READY FOR ITS VERY FIRST TIME


It arrived and DH got a gas bit and fitted it up for me. I was undecided whether to use my smaller cast iron oven or try the new
bedourie which didnt leave much space around the sides, I was thinking I should have got the 10" rather than the 12" for the ovenmate. But I didnt particularly get them to go together and tomorrow I might show you why I needed the 12". I decided on the
Bedourie as being at home I could pressure cook or microwave if it didnt cook in time for dinner tonight and I wanted to see if having so little space affected the heating of the camp oven. Also it was a very windy day with the winds swirly and hard to find anywhere totally protected.
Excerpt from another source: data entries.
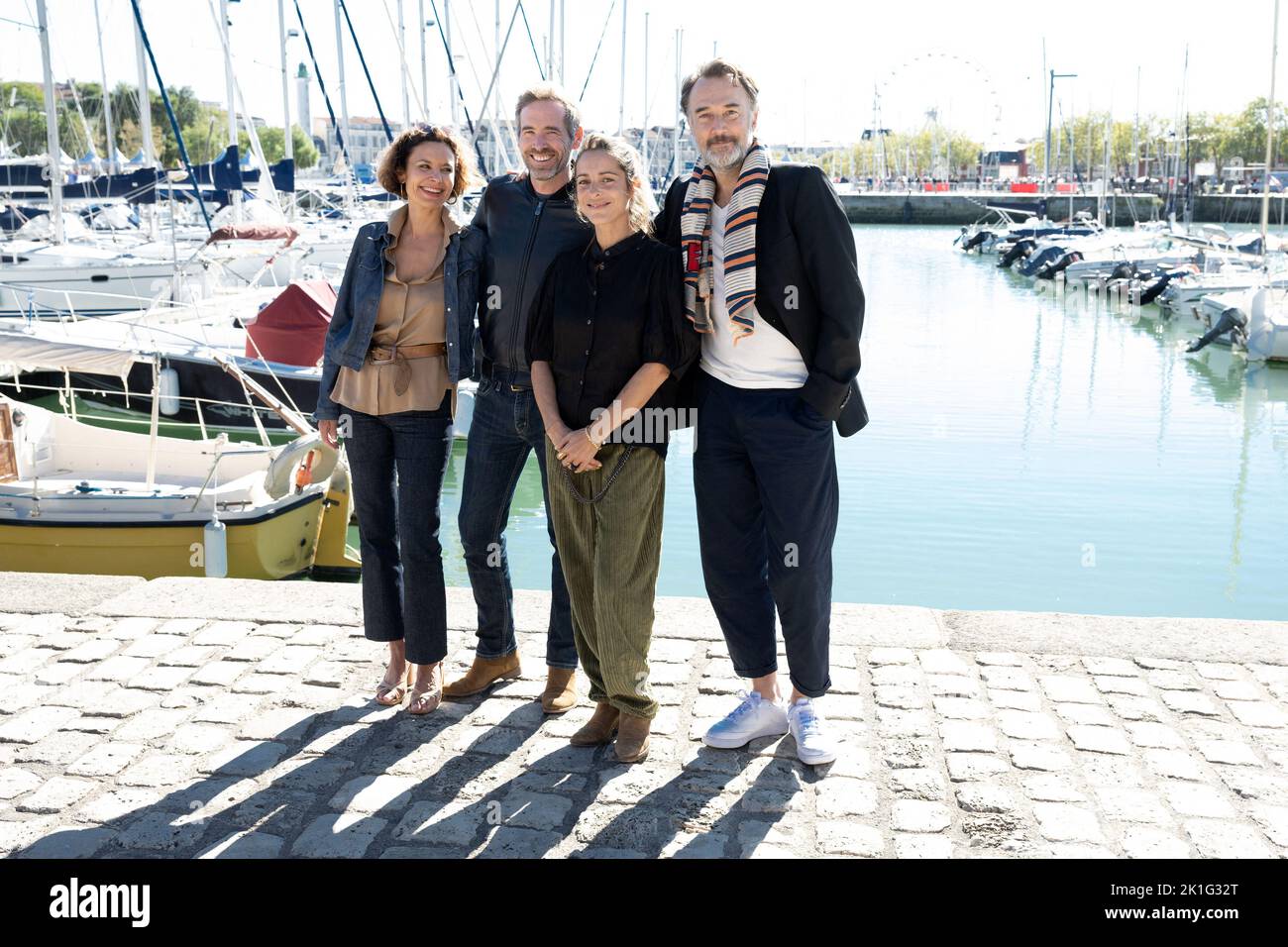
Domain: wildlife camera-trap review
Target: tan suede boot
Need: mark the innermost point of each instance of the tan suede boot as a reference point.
(559, 694)
(632, 738)
(482, 674)
(599, 729)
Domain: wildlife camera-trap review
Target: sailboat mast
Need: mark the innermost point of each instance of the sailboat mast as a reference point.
(1270, 140)
(455, 95)
(55, 165)
(344, 99)
(648, 178)
(145, 99)
(424, 59)
(675, 129)
(107, 98)
(235, 195)
(621, 88)
(287, 138)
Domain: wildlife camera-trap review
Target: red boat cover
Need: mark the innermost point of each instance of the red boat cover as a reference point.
(292, 328)
(254, 232)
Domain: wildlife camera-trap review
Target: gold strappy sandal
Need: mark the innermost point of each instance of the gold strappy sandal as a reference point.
(426, 701)
(398, 689)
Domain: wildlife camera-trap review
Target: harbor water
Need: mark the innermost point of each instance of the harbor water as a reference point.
(1024, 453)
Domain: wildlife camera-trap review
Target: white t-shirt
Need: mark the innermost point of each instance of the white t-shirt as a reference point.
(767, 359)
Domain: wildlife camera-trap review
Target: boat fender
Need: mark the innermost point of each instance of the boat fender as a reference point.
(215, 549)
(281, 476)
(304, 472)
(168, 386)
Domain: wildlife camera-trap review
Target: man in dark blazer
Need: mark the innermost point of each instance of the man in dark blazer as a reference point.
(778, 368)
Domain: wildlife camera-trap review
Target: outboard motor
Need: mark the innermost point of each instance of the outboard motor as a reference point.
(1034, 262)
(1150, 292)
(1048, 270)
(1021, 248)
(1233, 321)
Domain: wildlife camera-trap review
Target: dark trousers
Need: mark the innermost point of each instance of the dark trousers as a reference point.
(398, 463)
(505, 428)
(764, 474)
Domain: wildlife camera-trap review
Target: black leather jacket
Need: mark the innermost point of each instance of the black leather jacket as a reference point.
(526, 231)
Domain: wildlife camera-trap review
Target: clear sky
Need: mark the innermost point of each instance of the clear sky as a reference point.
(818, 62)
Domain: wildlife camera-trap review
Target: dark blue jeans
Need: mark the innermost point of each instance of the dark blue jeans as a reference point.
(764, 474)
(398, 463)
(506, 425)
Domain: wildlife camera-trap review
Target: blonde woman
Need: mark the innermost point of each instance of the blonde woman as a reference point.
(399, 339)
(606, 341)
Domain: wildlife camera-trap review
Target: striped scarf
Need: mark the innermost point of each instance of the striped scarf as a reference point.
(739, 262)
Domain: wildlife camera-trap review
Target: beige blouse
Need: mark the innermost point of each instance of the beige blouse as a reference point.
(412, 312)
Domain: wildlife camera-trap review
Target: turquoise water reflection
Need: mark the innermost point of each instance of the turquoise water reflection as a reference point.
(1024, 453)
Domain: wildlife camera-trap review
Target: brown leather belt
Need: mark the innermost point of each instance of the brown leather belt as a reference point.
(399, 355)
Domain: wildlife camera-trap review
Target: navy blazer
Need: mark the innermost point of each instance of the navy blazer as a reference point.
(806, 283)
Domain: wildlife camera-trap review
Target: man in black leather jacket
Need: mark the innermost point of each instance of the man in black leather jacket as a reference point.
(528, 219)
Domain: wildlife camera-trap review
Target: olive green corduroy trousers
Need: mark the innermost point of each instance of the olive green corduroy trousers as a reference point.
(609, 552)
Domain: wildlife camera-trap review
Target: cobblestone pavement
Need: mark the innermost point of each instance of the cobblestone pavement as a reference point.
(142, 736)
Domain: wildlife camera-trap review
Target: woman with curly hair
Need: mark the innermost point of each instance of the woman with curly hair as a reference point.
(400, 338)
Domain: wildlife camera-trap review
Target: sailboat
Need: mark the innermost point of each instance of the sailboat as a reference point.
(81, 499)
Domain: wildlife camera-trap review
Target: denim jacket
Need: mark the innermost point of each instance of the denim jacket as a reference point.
(356, 305)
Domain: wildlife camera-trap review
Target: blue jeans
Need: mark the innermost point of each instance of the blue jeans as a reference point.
(506, 425)
(398, 462)
(764, 476)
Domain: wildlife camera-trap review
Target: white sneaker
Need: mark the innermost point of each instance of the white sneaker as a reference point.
(812, 745)
(754, 716)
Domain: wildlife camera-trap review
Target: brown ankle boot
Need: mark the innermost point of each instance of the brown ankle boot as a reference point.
(599, 729)
(559, 694)
(482, 674)
(632, 738)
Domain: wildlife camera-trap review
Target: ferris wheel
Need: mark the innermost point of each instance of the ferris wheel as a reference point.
(936, 91)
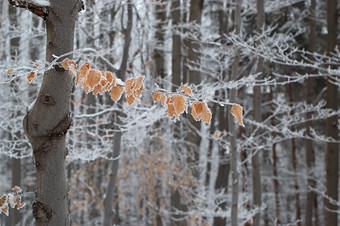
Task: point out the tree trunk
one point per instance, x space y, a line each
332 154
47 123
109 217
194 74
176 46
158 54
255 161
274 156
231 121
294 164
310 156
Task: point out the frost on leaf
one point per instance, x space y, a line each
69 64
159 96
236 110
177 104
217 134
133 89
186 90
92 79
31 77
110 78
200 111
12 199
116 92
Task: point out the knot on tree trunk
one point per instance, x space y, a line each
42 212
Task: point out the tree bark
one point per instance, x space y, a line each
176 46
274 156
158 54
255 161
47 123
332 154
109 217
310 155
231 122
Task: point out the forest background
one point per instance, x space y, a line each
135 165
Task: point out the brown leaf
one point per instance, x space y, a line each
116 92
217 134
31 77
236 110
84 69
186 90
200 111
129 85
176 105
64 63
130 99
180 105
3 200
93 78
171 110
110 78
196 110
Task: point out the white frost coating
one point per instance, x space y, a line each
42 2
31 105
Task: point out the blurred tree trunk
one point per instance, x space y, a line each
176 46
274 156
332 154
255 161
231 123
47 123
15 215
310 156
224 162
109 217
158 53
194 75
294 163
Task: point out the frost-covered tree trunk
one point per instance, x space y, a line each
109 217
310 156
48 120
232 129
15 162
158 54
255 160
222 177
332 154
176 46
194 74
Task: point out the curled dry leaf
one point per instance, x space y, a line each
92 79
133 89
177 104
84 69
200 111
159 96
110 78
3 200
186 90
69 64
236 110
217 134
116 92
31 77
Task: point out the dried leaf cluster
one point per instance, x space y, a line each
93 80
12 199
237 111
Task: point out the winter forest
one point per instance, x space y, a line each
159 112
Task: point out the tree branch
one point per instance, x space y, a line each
34 7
This is what I do no matter what I cook in, its pretty simple and basic:
Ingredients: 4 Lamb Shanks, onions, potatoes, swedes, turnips, carrots, mushroom if I have them, tin diced tomatoes, tomato paste, soy sauce, worchestorshire sauce, dried italian herbs, fresh herbs (this time mint and rosemary) if available, chicken stock, red wine, pepper, salt to taste. (garlic and chilli could be optionals also).
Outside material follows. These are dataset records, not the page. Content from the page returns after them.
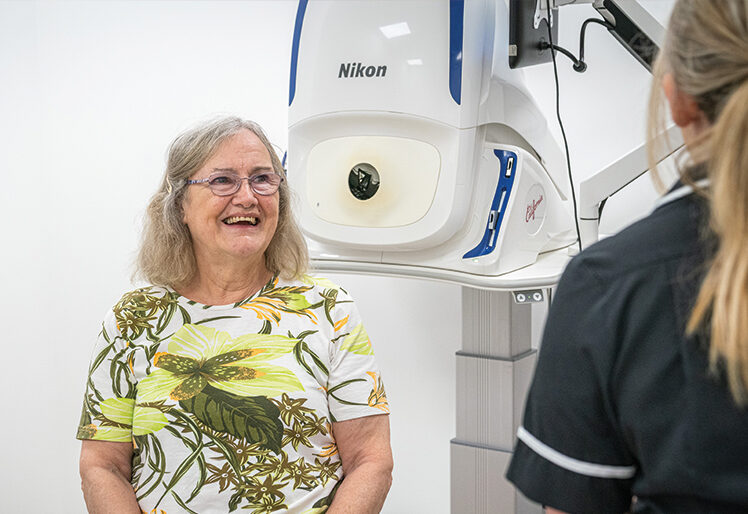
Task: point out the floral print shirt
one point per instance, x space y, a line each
230 407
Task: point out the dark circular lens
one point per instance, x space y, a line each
363 181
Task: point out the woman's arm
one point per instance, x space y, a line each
364 447
105 469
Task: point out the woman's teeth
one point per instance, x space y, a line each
239 219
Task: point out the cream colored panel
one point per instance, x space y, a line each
408 172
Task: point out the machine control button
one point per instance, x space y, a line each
493 217
528 296
509 167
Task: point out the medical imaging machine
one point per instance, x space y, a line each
417 151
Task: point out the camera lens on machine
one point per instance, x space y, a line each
363 181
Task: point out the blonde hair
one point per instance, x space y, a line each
706 51
166 254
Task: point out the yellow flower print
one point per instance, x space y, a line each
122 418
198 355
340 324
377 397
272 302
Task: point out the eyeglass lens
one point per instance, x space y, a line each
224 184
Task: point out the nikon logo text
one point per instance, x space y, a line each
359 70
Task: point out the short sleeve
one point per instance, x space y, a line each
354 385
109 400
570 453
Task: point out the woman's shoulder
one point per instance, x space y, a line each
145 296
670 233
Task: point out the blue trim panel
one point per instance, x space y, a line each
456 22
295 48
490 237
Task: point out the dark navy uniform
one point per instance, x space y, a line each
622 403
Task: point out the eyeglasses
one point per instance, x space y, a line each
223 183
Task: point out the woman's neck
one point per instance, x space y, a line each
225 284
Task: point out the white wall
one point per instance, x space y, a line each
91 93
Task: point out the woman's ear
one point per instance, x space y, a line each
683 107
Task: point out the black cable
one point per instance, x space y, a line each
560 123
581 39
579 65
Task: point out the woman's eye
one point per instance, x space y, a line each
221 180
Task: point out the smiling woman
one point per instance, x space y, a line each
235 380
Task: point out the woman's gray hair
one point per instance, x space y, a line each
166 255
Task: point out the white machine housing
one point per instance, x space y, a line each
472 184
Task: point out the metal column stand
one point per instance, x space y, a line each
494 369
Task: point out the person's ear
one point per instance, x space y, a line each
683 108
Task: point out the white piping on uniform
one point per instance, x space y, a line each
569 463
681 192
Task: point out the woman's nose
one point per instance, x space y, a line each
244 195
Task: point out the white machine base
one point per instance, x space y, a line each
494 370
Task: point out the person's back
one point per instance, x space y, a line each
640 389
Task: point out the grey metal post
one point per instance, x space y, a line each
494 369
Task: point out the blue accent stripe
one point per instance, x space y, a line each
456 22
504 187
295 48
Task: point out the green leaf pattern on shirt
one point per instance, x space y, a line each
168 373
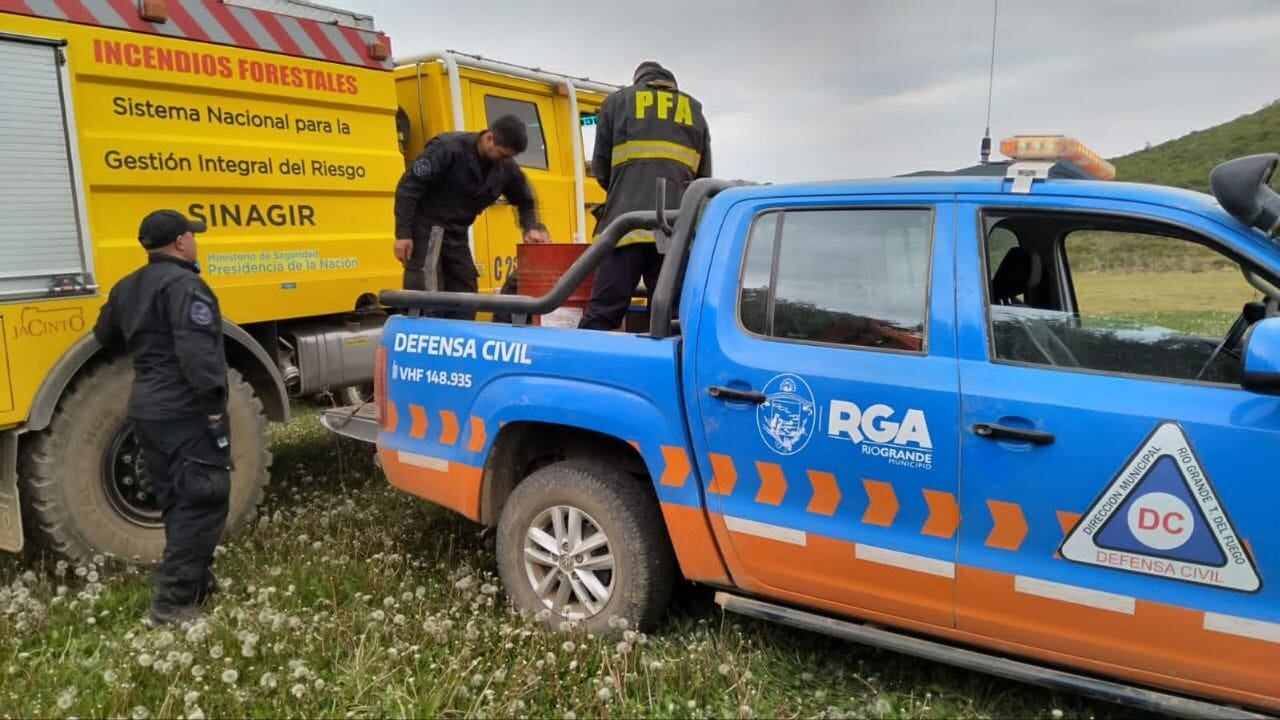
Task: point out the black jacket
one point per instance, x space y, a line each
449 183
645 132
168 319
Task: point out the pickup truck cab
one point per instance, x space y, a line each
1025 415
I do make the carrots chunky and used baby potatoes cut in half. This is my preference others like to dice down all the vegetables. The rest I do cut up small.
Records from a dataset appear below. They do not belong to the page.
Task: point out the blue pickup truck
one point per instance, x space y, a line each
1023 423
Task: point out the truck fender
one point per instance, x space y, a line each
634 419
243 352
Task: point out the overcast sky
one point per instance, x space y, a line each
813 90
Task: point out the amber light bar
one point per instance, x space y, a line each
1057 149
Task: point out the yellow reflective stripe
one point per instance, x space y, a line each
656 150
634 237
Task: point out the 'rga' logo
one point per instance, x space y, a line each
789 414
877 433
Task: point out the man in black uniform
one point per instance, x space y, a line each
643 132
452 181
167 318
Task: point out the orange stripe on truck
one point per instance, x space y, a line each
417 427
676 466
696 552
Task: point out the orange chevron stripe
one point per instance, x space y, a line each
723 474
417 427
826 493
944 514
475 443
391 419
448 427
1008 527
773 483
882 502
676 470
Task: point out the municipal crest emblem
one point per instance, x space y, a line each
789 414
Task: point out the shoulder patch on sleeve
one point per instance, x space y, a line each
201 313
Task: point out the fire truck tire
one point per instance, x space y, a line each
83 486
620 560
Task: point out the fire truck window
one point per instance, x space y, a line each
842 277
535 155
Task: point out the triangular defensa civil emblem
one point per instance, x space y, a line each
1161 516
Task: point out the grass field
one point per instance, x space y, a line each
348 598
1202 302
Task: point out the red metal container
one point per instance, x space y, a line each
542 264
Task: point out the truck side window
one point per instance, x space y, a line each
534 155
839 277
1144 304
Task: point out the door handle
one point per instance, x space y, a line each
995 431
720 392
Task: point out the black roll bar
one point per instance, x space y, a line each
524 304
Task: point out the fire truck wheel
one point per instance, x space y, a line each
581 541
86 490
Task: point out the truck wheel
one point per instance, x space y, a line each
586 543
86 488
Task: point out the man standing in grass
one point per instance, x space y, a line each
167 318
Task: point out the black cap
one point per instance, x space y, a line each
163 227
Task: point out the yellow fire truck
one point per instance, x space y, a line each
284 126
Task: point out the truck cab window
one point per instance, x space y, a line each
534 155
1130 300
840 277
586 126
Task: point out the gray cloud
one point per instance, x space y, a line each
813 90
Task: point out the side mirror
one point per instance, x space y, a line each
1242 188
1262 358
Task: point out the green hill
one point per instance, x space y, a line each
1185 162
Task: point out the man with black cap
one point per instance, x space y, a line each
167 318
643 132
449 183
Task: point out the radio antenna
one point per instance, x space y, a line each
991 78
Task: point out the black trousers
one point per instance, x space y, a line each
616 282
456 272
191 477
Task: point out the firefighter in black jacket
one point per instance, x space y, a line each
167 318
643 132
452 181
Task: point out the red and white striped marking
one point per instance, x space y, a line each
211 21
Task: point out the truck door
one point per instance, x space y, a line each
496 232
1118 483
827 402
Method: Browned 4 Lamb Shanks and there were forquarter chops cheap at Coles so I put 4 of them in as well in a little olive oil remove from oven. Slightly brown all root vegetables. This takes a while and some skip this part but I always do this. I was glad I added a bit more as I ended up with an extra person for dinner and the DH always likes left overs when possible of this particular dish.
Place shanks in oven then hard vegetables over top and around. Then add herbs, large tin diced tomatoes, tomato paste, soy, worchestorshire sauce, herbs, half a large chicken stock, about a cup of red wine.
We had the new gas burner on about 1/2 for about an hour and I then checked it. It seemed to be boiling a bit hard and very liquid. I thought I would deal with the liquidity later and we turned it down to about 1/3rd. I say we... its a long story about me and gas I might tell you another time

but I am a bit nervy of gas stoves.
After two hours I again checked it and found the meat had reached the tender stage and it was quite thick. I added some baby beans and we left it cook for another fifteen minutes.
It tasted great but then it usually does and I did use mostly the same ingredients I always do. Not a particular summertime dish

but I know what the new toys can do in this regard and if camping I know I could go off for a pre dinner drink and come back to a perfectly cooked dinner.